6. -Enjoy. Don't take everything too seriously. Allow yourself to appreciate the strangeness of foreign cultures, and exercise your sense of humour regularly.

And finally

Let me leave you with a portrait of another first-time traveller: my friend Marius. He's a game warden in South Africa, six foot six and built like a rhino. Out in the bush he's a bit of a daredevil, known to chase lions on foot and to fly his microlight above wild game. I drove with Marius right across the deserts of Namibia and none of our adventures scared him.
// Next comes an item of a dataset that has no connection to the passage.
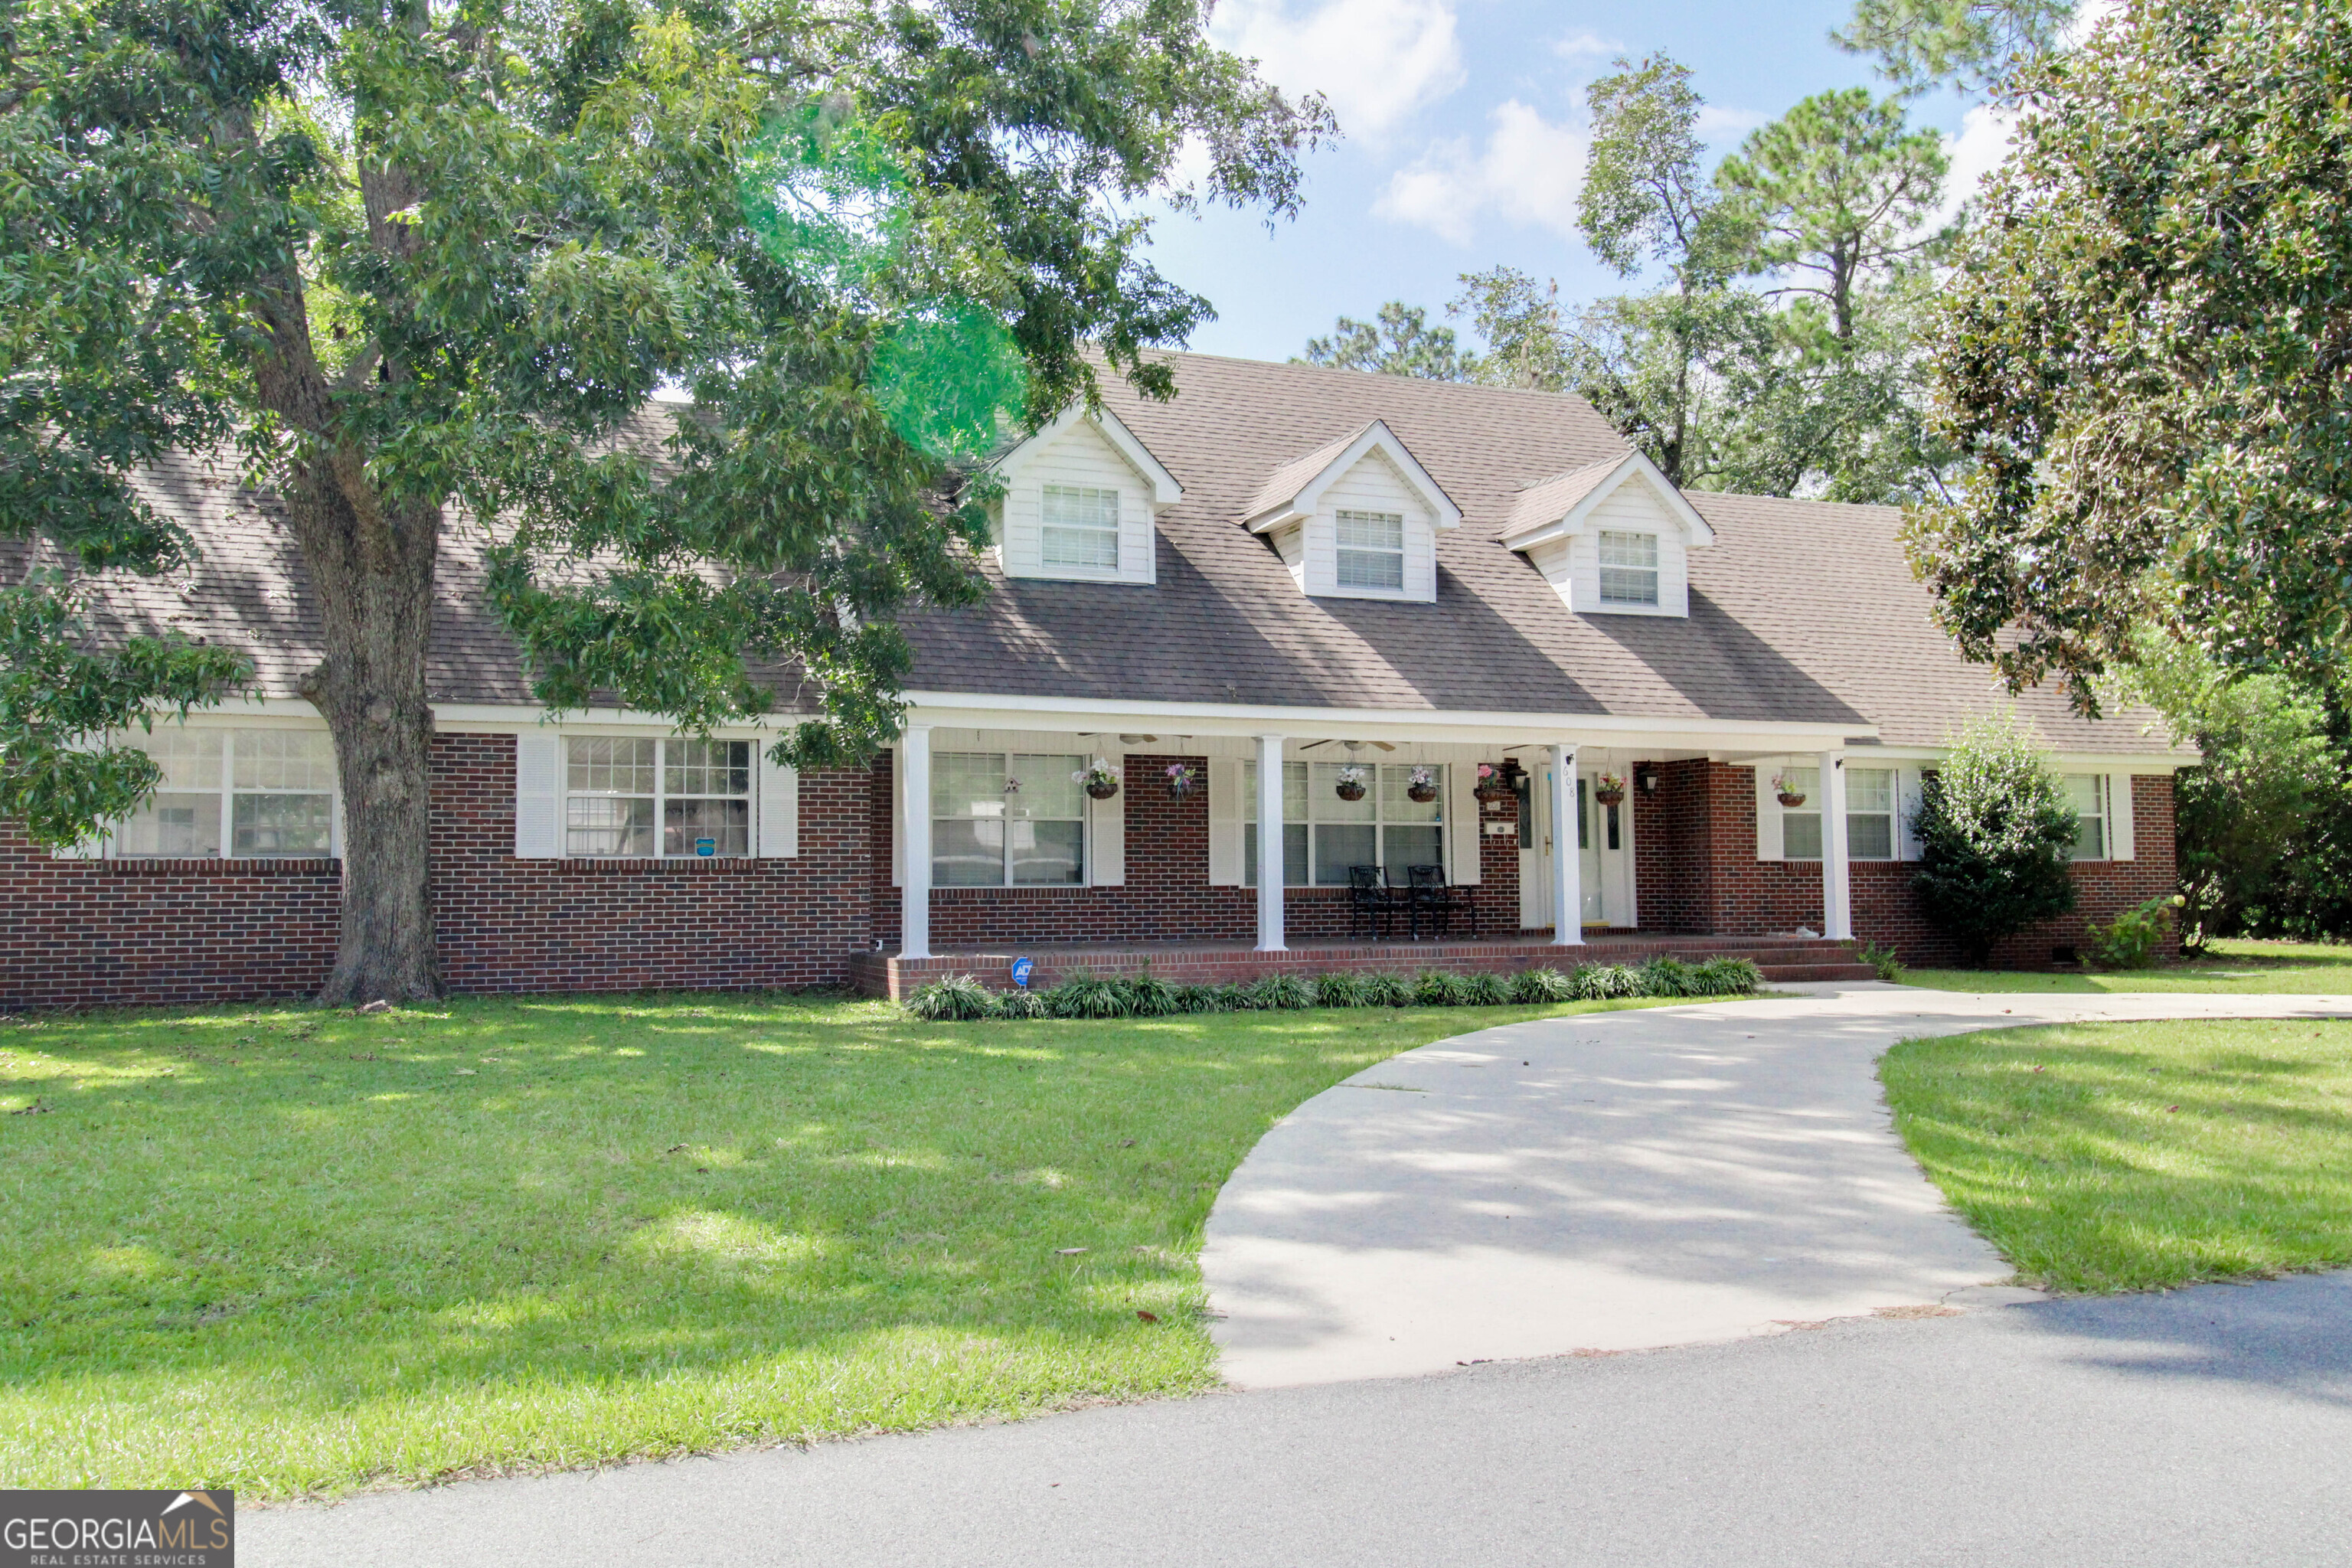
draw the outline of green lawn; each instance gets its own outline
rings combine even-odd
[[[1202,1223],[1269,1124],[1608,1005],[0,1025],[0,1486],[284,1498],[1207,1388]]]
[[[1906,984],[1938,991],[2287,991],[2352,995],[2352,946],[2217,942],[2202,958],[2163,969],[2095,974],[1914,969],[1903,979]]]
[[[2352,1020],[2003,1029],[1906,1041],[1879,1072],[1928,1176],[2030,1283],[2352,1263]]]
But Marius had never been outside southern Africa, until the day he visited London. I suggested we meet in Covent Garden, a trendy part of town. And there he was, an unmistakable figure among the glittering designer-shoppers and black-clad cappuccino-drinkers, dressed just as I had last seen him in the Transvaal: khaki shorts, dusty T-shirts, 'feltie' boots. On his belt he carried an enormous bush knife (until I said he'd better hide it, because in England it would be confiscated as an offensive weapon).
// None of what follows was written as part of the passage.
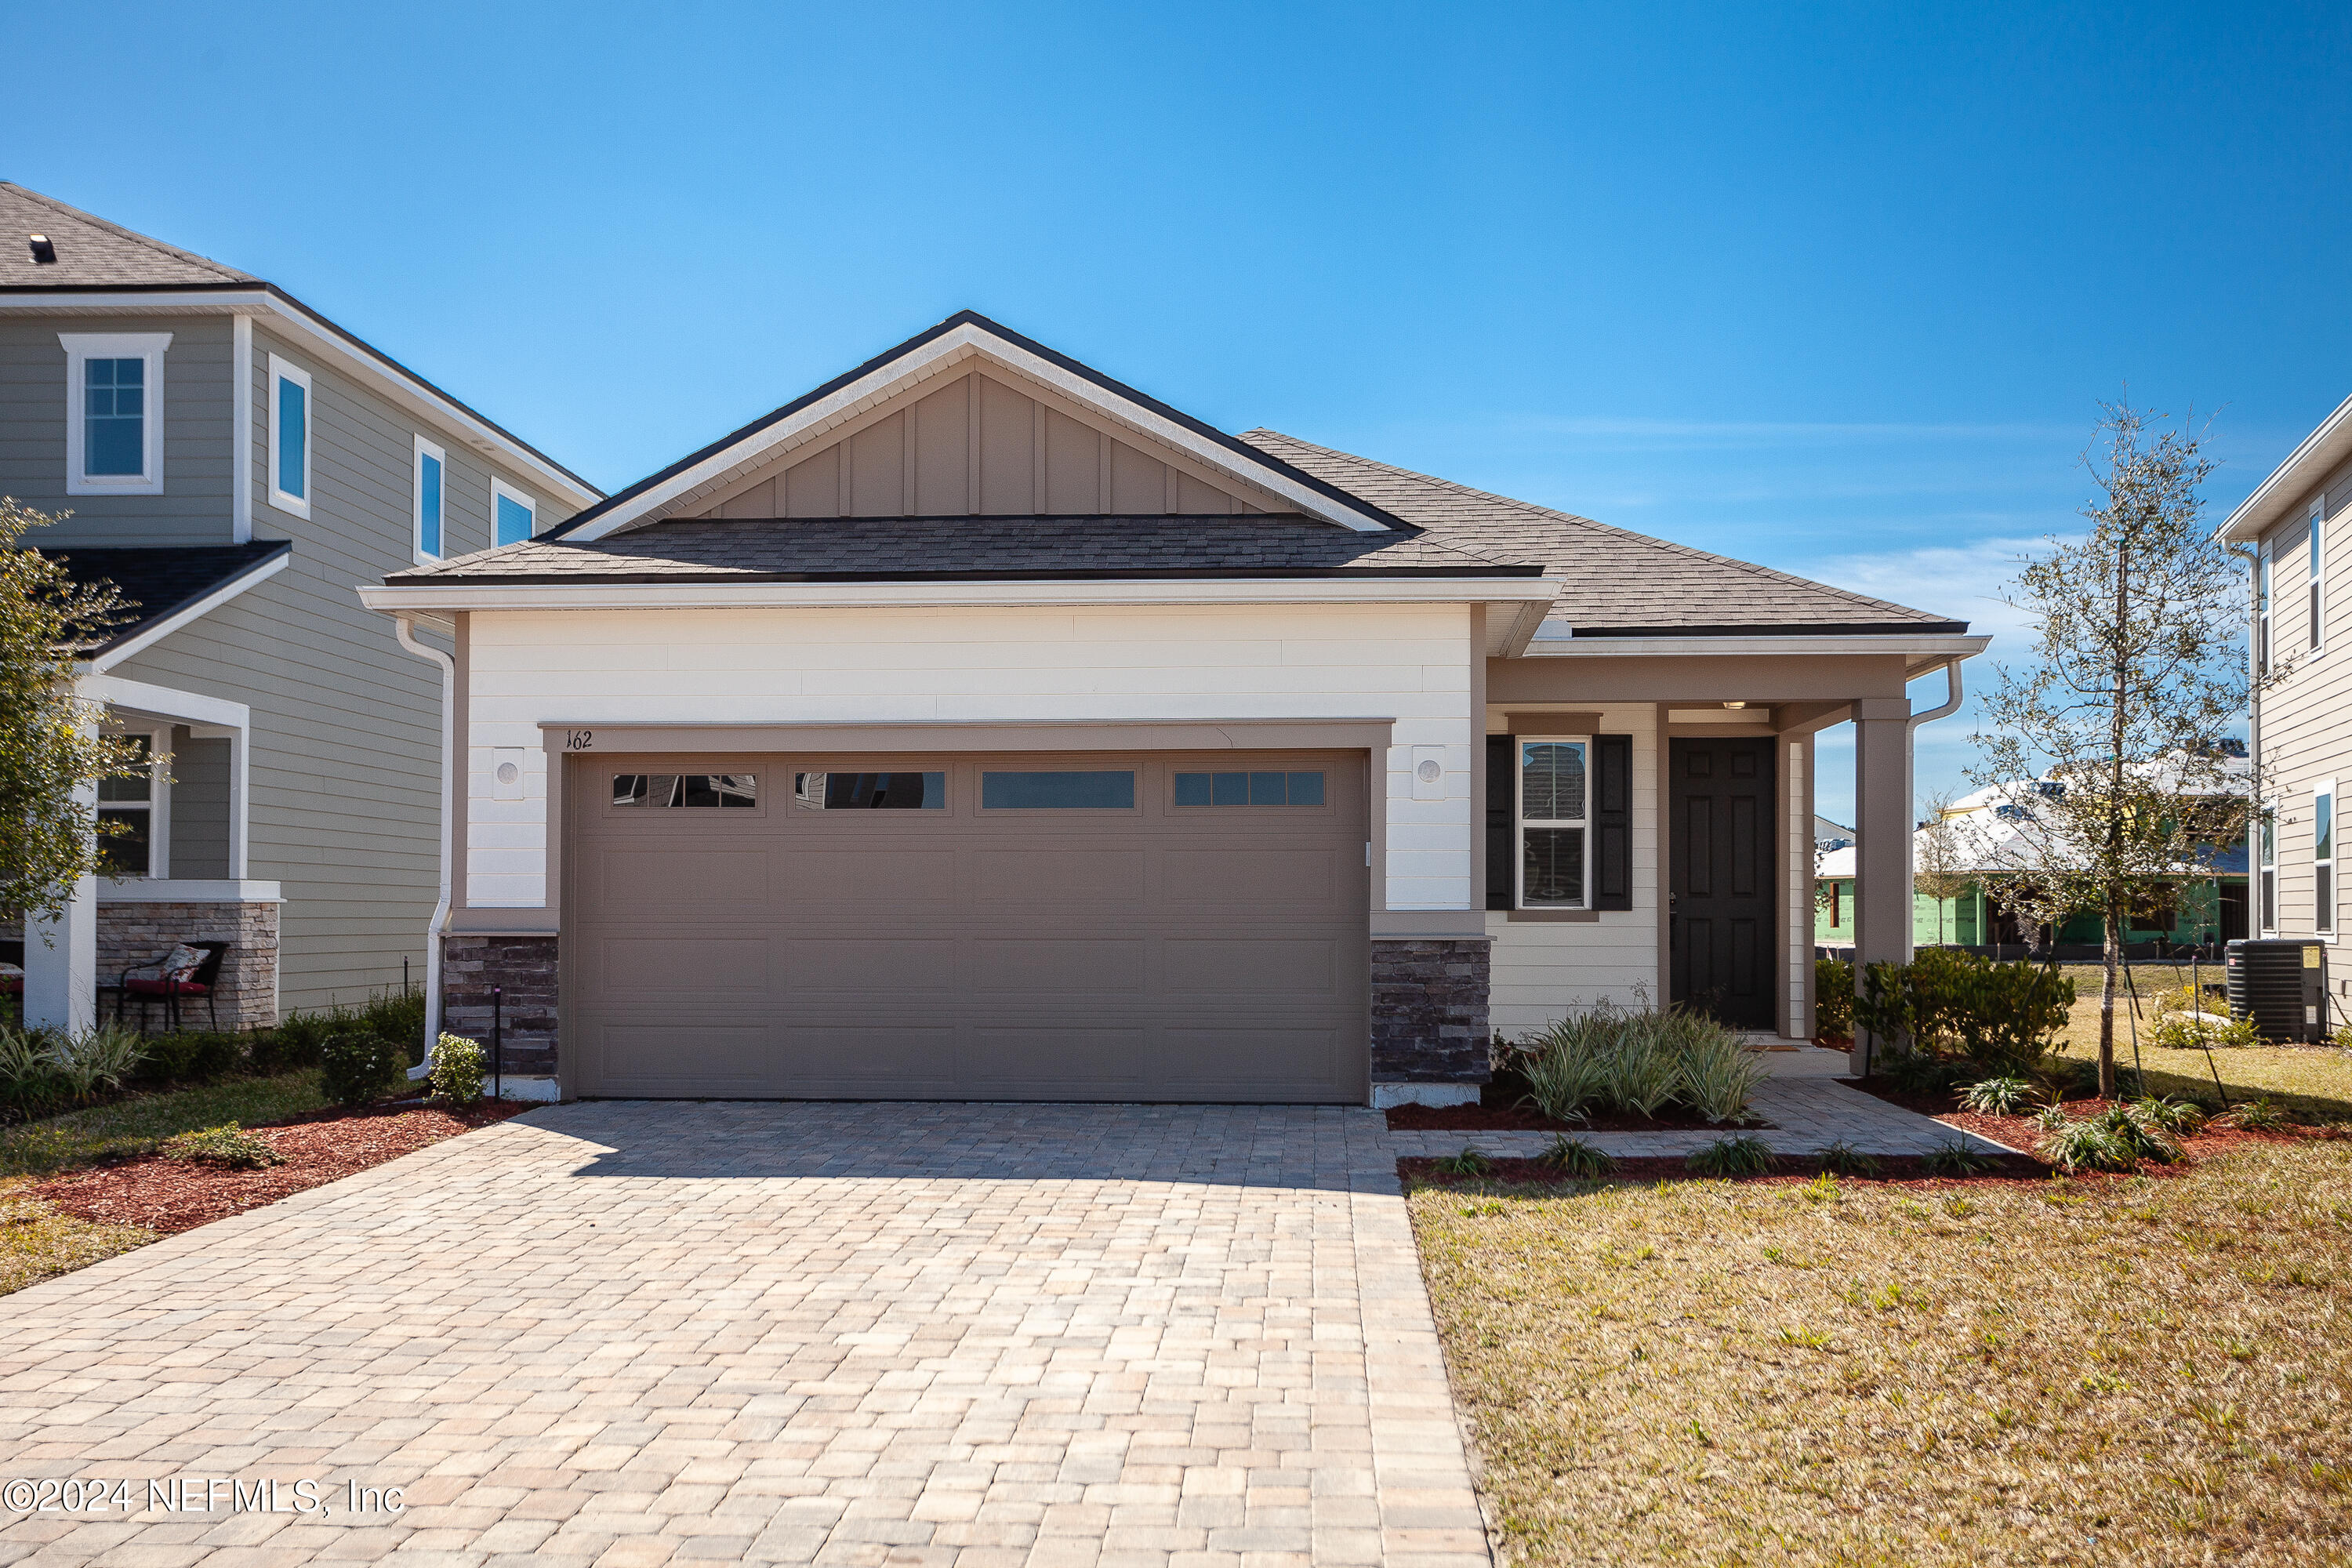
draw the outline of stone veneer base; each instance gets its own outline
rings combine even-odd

He stood on the kerb and we talked a long time, until I realised that he was rooted to the spot. "Pretty glad to see you, Jon," he said in his Afrikaans accent. "Man, I can take anything back home, but your traffic here scares me stiff."

And it was true. The cars down Long Acre had him running for cover. He'd rather walk round the block than cross the street. And the crowds of shoppers just baffled him. He stood there like a bull elephant sniffing the wind. How he managed the underground trains I cannot imagine.

Then I took him to see the Changing of the Guard outside Buckingham Palace, and he wept at the pageantry of it all. Later he explained that he'd never seen snow before, so I put him on a train for the Scottish Highlands - after buying him his first pair of jeans, just to keep him warm up there. And he still talks about that trip with fondness.

Which just goes to show that, however great our experience, we're all first-time travellers at heart.